1.      Sound and shape.  Determine meter and rhyme scheme.  Where do these patterns vary (slant rhymes, metric substitutions)?  How many stanzas are there?  How many lines per stanza?  Can you identify the poem as belonging to a discrete genre (sonnet, ballad, etc.)?

2.      Words and Phrases.  Is the vocabulary informal or elevated?  Are there any unusual or archaic words?  Words with double meanings or hidden connotations?  Where is the syntax unusual or confusing?  Which words or phrases repeat?  What parts of speech are used?  For example, is the author piling up adjectives or avoiding action verbs?

3.      Figurative Language and Rhetorical Devices.  Do you see metaphor or synecdoche or personification?  What does using non-literal description allow the author to do?  Do you see anaphora or epistrophe; hyperbole, meiosis, or litotes?  What effects do these compositional structures have?

4.      description.  What kind of imagery is presented?  Are there sensory details offered?  Do objects or people being described seem to carry symbolic weight?

5.      Speaker.  Whose point of view you are receiving?  Is the speaker a particular individual or an abstract voice?  Is the poet overtly distancing herself from the speaker, or connecting herself to the speaker?  Does the speaker address the reader?

6.      Theme and Argument.  What is the object or concept the poem examines and what does the poet say about it?  Does the poem present an argument or opinion?  Is it a meditation without a clear conclusion?  Does it narrate a series of events?  Does it aim to arouse certain emotions?  Look for tension, climax, contrast, ambiguity.

As you read, consider how these various observations relate to each other.   Broadly, what is the relation between form and content?  Look at the rhyme, meter, enjambment, caesuras: how does the sound of the language relate to its meaning?  Does the form allow you to read quickly or does it delay your comprehension?  Does the form emphasize certain words?  Do all the parts of the poem (lines, stanzas) flow together or do they seem fragmented?
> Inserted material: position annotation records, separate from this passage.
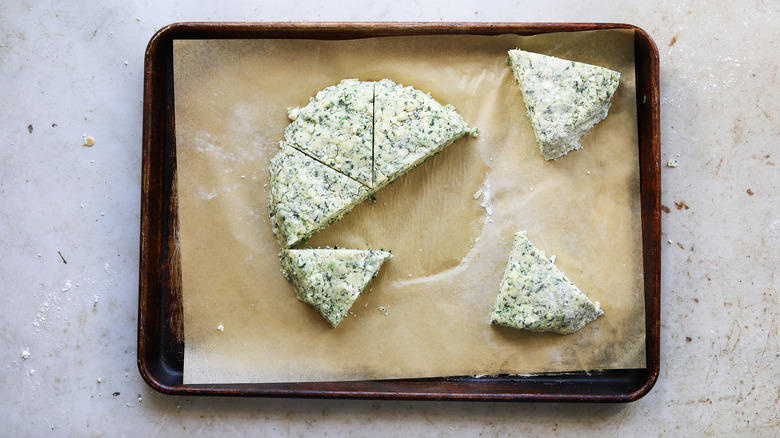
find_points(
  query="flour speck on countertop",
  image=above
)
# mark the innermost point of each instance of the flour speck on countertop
(484, 192)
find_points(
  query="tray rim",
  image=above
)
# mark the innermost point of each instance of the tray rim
(158, 366)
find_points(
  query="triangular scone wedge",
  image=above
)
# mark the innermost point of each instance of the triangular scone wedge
(336, 128)
(409, 127)
(563, 99)
(306, 195)
(535, 295)
(331, 279)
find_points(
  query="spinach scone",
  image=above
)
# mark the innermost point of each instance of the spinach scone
(331, 279)
(409, 127)
(306, 195)
(336, 128)
(535, 295)
(563, 99)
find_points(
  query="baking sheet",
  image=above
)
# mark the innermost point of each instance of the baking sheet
(427, 313)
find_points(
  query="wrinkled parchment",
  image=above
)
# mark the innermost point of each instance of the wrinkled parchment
(449, 223)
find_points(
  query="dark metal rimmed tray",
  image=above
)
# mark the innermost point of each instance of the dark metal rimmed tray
(160, 328)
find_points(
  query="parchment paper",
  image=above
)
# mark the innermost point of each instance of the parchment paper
(449, 223)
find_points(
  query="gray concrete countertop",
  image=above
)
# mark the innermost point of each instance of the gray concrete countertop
(75, 69)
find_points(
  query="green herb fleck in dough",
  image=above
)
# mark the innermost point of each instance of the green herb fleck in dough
(305, 195)
(335, 128)
(535, 295)
(563, 99)
(409, 127)
(331, 279)
(351, 140)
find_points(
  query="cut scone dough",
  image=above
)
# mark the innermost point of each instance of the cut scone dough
(336, 128)
(409, 127)
(306, 195)
(331, 279)
(563, 99)
(333, 146)
(535, 295)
Once you have collected your textual observations, explain them clearly to your reader.  In particular, show your reader the chain or thought that led you from a passage to your interpretation of it.  It is not enough simply to jam a quotation up against your claim.  Ex:

In the line “that‘s as good/As if thou [God] hadst sealed my pardon with thy blood,” Donne lowers god to the humble level of common mortal life.
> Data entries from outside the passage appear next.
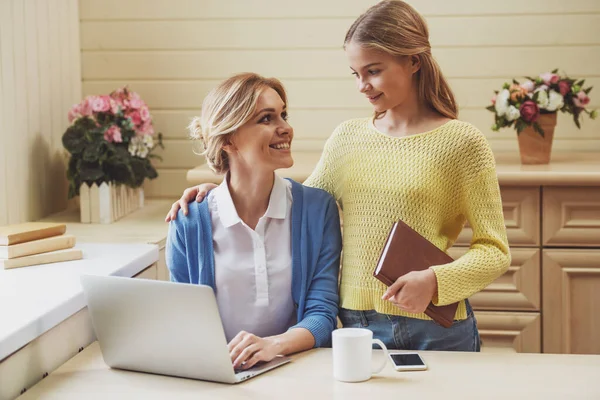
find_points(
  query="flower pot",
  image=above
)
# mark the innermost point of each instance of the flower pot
(534, 148)
(107, 203)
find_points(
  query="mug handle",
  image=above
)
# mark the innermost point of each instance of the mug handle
(385, 357)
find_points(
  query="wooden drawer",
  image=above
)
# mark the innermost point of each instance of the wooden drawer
(571, 216)
(571, 301)
(509, 331)
(517, 290)
(521, 206)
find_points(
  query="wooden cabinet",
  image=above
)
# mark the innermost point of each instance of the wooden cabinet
(571, 301)
(517, 290)
(549, 299)
(521, 207)
(571, 216)
(509, 331)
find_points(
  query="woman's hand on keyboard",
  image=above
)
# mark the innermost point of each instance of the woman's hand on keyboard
(248, 349)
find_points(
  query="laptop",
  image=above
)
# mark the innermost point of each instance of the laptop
(163, 328)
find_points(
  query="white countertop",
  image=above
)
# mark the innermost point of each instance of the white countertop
(450, 375)
(35, 299)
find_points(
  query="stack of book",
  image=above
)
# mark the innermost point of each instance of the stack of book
(34, 243)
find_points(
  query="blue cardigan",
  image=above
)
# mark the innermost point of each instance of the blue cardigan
(316, 247)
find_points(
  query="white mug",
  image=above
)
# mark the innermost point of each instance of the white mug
(353, 353)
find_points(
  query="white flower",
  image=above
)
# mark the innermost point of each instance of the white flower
(555, 101)
(512, 113)
(138, 147)
(542, 99)
(528, 85)
(142, 151)
(148, 141)
(501, 105)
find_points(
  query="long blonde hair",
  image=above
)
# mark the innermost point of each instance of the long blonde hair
(396, 28)
(224, 110)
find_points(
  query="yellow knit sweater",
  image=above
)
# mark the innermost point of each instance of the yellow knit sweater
(434, 181)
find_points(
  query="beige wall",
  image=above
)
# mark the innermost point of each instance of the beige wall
(174, 51)
(39, 79)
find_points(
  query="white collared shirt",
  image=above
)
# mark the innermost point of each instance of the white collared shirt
(253, 268)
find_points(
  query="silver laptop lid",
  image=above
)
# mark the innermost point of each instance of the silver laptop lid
(159, 327)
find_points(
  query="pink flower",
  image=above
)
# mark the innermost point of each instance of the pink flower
(145, 113)
(74, 113)
(100, 103)
(564, 87)
(113, 134)
(529, 111)
(549, 78)
(581, 99)
(528, 85)
(114, 107)
(135, 117)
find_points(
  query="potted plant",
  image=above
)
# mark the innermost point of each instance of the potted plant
(531, 106)
(111, 142)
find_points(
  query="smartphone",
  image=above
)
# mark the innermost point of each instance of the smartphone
(408, 362)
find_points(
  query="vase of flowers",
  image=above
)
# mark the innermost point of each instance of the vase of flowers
(111, 141)
(531, 107)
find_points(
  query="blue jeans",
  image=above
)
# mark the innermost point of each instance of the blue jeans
(404, 333)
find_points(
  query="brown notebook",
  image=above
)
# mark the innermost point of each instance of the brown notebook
(406, 250)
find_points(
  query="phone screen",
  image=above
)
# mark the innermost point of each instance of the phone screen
(406, 359)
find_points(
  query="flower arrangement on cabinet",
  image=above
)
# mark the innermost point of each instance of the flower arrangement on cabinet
(110, 139)
(520, 104)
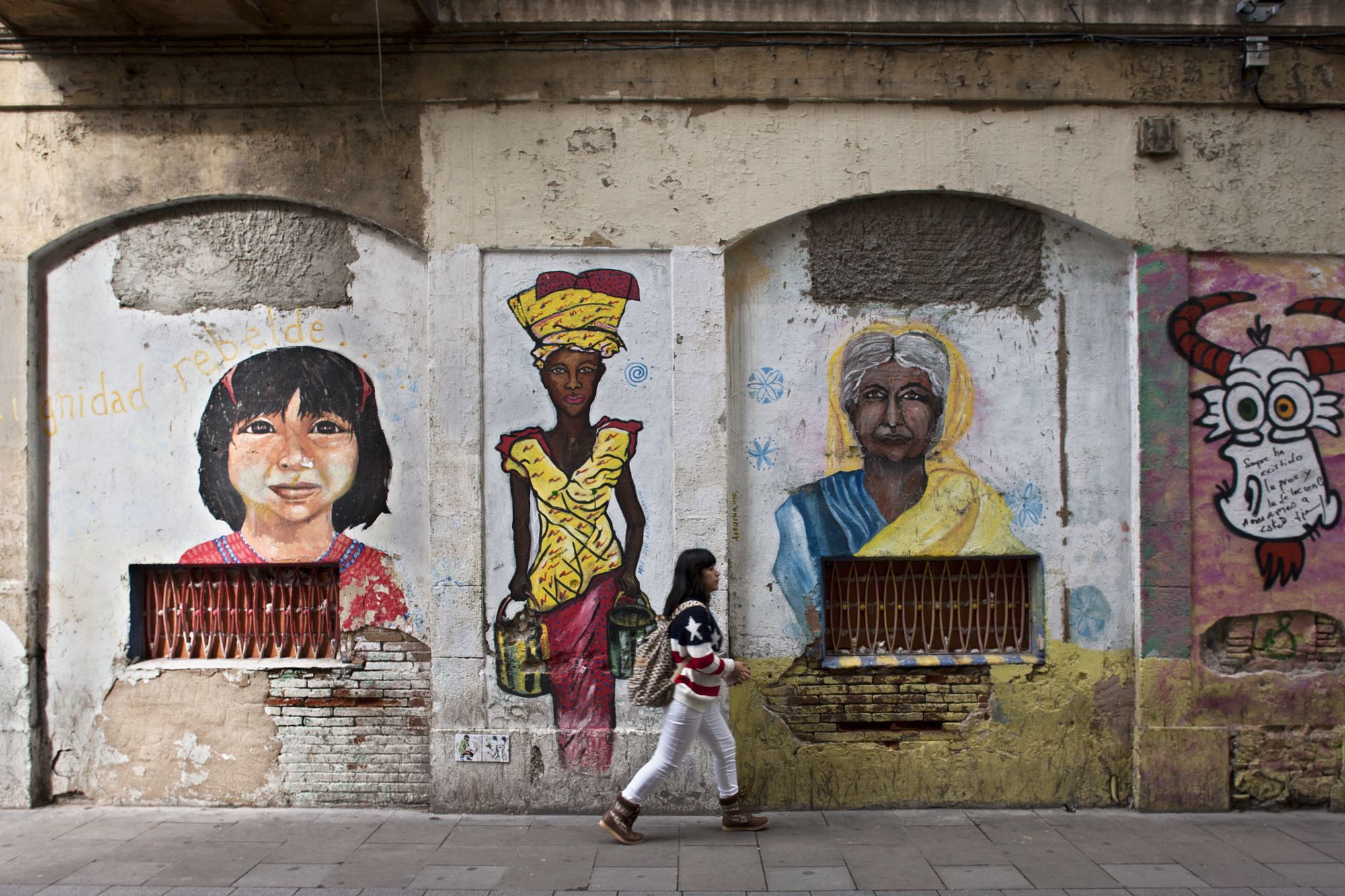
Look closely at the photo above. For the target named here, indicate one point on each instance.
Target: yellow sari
(958, 514)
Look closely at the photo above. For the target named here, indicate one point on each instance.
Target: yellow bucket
(521, 653)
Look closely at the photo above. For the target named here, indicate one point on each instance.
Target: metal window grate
(236, 611)
(956, 606)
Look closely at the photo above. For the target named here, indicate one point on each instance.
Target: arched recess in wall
(142, 326)
(1039, 310)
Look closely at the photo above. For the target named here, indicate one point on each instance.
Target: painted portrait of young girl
(293, 455)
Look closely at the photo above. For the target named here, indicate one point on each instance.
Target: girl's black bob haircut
(264, 384)
(687, 579)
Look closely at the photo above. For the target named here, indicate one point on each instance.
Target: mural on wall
(293, 455)
(575, 603)
(900, 400)
(1266, 405)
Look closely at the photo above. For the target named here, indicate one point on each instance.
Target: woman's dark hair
(687, 579)
(264, 384)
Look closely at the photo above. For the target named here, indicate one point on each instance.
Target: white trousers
(681, 727)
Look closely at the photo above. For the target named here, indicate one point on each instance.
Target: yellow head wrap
(844, 450)
(575, 311)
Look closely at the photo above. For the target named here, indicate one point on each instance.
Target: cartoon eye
(1291, 405)
(1245, 408)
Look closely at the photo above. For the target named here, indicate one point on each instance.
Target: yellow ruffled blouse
(578, 541)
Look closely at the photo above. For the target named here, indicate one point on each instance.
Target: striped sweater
(697, 641)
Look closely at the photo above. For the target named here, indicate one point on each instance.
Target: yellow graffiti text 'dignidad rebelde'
(104, 401)
(111, 396)
(228, 348)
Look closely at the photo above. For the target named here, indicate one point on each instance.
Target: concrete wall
(1241, 674)
(142, 327)
(656, 163)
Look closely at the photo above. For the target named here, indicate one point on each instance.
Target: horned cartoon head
(1268, 403)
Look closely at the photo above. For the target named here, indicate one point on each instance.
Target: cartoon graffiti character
(293, 455)
(580, 569)
(902, 397)
(1268, 404)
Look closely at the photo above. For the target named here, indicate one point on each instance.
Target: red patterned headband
(368, 388)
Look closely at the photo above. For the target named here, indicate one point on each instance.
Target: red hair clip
(369, 389)
(228, 382)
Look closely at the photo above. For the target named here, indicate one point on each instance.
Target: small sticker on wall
(482, 748)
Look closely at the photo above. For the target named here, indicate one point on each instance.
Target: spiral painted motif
(637, 373)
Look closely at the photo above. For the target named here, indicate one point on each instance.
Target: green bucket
(627, 626)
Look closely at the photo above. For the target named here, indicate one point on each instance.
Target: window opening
(237, 611)
(974, 608)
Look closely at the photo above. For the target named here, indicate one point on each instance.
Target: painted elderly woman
(571, 471)
(293, 455)
(902, 399)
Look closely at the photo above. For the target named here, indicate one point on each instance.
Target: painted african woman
(580, 569)
(902, 399)
(293, 455)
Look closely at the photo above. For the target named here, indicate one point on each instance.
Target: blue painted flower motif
(1090, 614)
(637, 374)
(1026, 503)
(762, 452)
(766, 385)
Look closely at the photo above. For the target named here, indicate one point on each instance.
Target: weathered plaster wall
(181, 736)
(1239, 693)
(1052, 430)
(1050, 736)
(500, 155)
(670, 377)
(711, 174)
(134, 349)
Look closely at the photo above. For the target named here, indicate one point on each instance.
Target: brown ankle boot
(619, 821)
(739, 818)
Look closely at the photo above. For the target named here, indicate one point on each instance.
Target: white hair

In order to make the analytical work clear, the writer needs to explain which specific elements of the quotation support the point, and how they do so:

The eye-rhyme of “…that‘s as good/As if thou [God] hadst sealed my pardon with thy blood,” associates the utterly prosaic word “good” with the truly miraculous concept of God’s blood, conflating god with the mundane terminology of everyday speech.


Things to Avoid
o   Filler.  Cut out meaningless words such as “indeed,” “quite,” “rather.”  Cut out modifiers that are not vital.  Cut out observations or quotations that do not directly relate to your thesis.  The more you streamline your essay, the more precise and elegant it will be.
o   Meandering and dilution.  State your argument at the beginning of your essay and your main point at the beginning of each paragraph.  Do not stumble upon your claims at the end of a long wander.  State your argument with conviction; do not dilute it by with “Perhaps…” or “It’s as if…”
o   Ready-made language.  Clichés, idioms, common metaphors: these are so dull and imprecise that they obscure rather than convey meaning.
o   Passive voice.  Passive voice obscures the subject.  Ex: “Simon Lee is considered an outsider.”  Who exactly thinks this? 
o   Imprecise terms.  Any literary voice is a speaker; only a voice recounting a series of events is a narrator.  A poem with blocks of lines separated by blank spaces has stanzas (Italian for “rooms”); a poem whose sections are divided by indentation only has verse paragraphs (ex: “Crossing the Alps”).